To arrest the use of digital taxes, the USTR has launched an investigation. This is not the first instance of the use of such a measure. France’s announcement of digital services tax attracted a similar investigation earlier, followed by a threat to increase tariffs. The investigation seeks to find if the tax amounts to discrimination against U.S companies, retroactivity, and if it possibly reflects an unreasonable tax policy. In spite of the investigation and potential tariff measures, countries such as Spain are still considering the application of the tax. Spain is among the worst-affected of the EU members, and given the fiscal obligations, it has limited fiscal recourse. Spain’s stance must also be interpreted in the context of the EU wide approach. As per the Franco-German declaration in 2018, digital services tax will enter into force on January 1, 2021, if no international solution has been agreed upon by then — thus rendering digital services tax inevitable if the multilateral process fails to deliver a consensus-based solution. One may interpret the expanded scope of India’s levy and the recent announcement before the European Parliament as a desire for a simplified solution.

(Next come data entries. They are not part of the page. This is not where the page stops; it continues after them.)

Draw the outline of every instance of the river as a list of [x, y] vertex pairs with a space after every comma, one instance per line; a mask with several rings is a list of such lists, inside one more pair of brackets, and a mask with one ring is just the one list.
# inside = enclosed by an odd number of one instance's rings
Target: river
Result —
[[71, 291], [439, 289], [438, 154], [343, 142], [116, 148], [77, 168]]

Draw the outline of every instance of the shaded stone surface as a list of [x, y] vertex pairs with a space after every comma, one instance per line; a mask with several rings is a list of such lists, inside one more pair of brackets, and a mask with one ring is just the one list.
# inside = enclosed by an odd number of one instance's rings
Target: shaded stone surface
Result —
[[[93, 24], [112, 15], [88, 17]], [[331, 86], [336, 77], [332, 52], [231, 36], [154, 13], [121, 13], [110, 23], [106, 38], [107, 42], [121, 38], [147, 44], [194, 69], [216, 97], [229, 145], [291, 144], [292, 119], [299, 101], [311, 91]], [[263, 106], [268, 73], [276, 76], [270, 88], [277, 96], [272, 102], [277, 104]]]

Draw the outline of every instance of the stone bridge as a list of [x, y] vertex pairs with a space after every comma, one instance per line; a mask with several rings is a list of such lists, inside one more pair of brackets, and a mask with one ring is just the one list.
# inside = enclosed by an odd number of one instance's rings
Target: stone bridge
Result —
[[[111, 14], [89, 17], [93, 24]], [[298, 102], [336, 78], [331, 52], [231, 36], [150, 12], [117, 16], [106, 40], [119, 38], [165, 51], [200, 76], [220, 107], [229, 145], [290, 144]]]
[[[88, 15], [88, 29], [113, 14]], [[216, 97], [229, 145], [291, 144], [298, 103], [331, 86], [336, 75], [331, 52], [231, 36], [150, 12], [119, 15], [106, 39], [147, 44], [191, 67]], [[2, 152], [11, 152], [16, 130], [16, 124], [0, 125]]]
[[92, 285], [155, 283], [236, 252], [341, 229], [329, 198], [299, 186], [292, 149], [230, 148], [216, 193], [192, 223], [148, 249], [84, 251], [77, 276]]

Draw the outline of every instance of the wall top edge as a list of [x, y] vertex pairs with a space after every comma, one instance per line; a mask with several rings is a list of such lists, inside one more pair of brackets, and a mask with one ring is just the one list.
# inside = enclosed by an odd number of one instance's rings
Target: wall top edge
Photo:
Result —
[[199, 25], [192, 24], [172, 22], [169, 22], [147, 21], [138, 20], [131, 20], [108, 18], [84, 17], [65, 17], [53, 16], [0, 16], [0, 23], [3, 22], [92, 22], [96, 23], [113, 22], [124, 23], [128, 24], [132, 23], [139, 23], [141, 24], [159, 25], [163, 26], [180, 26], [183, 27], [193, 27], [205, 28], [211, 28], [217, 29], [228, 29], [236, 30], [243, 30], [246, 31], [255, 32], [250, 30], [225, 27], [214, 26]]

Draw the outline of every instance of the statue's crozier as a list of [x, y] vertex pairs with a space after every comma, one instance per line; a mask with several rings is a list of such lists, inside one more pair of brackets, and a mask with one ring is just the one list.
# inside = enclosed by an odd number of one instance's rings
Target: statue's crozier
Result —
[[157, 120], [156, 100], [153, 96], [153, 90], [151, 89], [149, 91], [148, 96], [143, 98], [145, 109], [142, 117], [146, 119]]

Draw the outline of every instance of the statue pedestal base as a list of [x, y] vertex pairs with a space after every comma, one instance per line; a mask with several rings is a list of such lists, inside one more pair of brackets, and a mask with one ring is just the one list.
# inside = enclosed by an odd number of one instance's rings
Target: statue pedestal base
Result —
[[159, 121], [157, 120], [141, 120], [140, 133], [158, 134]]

The US remains an important trade partner for the EU and for India. Yet, the commitment to levy digital taxes indicates bleak prospects for trade and the economy, as well as the variance in expectations from the multilateral process. We find that while India accounts for 12.5 per cent of digital buyers, only 1 per cent of global revenues from various digital platforms are earned by it. The US, however, reports a third of the global revenues for the same share in digital buyers. Thus, a redistribution of taxing rights can have significant revenue implications for countries like India and the US, making a consensus-based solution harder to achieve. A uniform solution can undeniably mitigate complications of varied approaches. It may be more pragmatic to accept such levies and negotiate bilaterally for its conversion to withholding tax.